The Yomiuri ShimbunDear Troubleshooter:

I’m a male company employee in my 40s, and I’m still suffering from memories of my younger days, when I was a loser.

I didn’t do well at school, and I failed my university entrance exams so I had to try them again the following year. I also quit my club activities at school halfway through. I’m not sociable, so I had few friends, and I had no girlfriend.

On top of all this, I’d often get a stomachache during class and need to go to the bathroom, which bothered the other students. I felt really uneasy when there was no bathroom around. Looking back, I might’ve had some sort of illness.

Since that time, I’ve felt I’m helpless. I’m envious whenever I read a novel or watch a film about club activities or a romantic relationship at a junior high school or high school, even though I’m aware they’re only fiction. I can’t help but think how different I was from the characters in these works.

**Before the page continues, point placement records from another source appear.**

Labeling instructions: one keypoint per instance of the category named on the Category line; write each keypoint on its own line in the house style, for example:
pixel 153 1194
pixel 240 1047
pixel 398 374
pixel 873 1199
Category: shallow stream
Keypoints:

I got married at long last several years ago and had a child. I think I must live in the here and now for the sake of my loving family. How can I save myself from such painful memories?

A, Tokyo

Dear Mr. A:

You have your own loving family and are trying to live in the here and now for the sake of your wife and child. I think you have quite a fulfilling “now” in which to live.

I understand you want to forget your past as “a loser” when you failed the entrance exams and often faced the call of nature during classes.

However, I can’t help but believe you live a fulfilled life today exactly because you once lived as “a loser.” Some people, like those featured in the films you’ve watched, may have smooth sailing in their younger days, but for people who are always successful, it’s hard to be humble or understand the feelings of unsuccessful people.

You know how painful it is to fail. That means you can understand very well the feelings of people who are disappointed in themselves and depressed, and so can be sympathetic to them. You probably benefit from these qualities today and so attract others to you.

I think you should be proud of yourself because you can be compassionate toward those suffering hardships by turning your hard experiences to your advantage, rather than trying to forget them.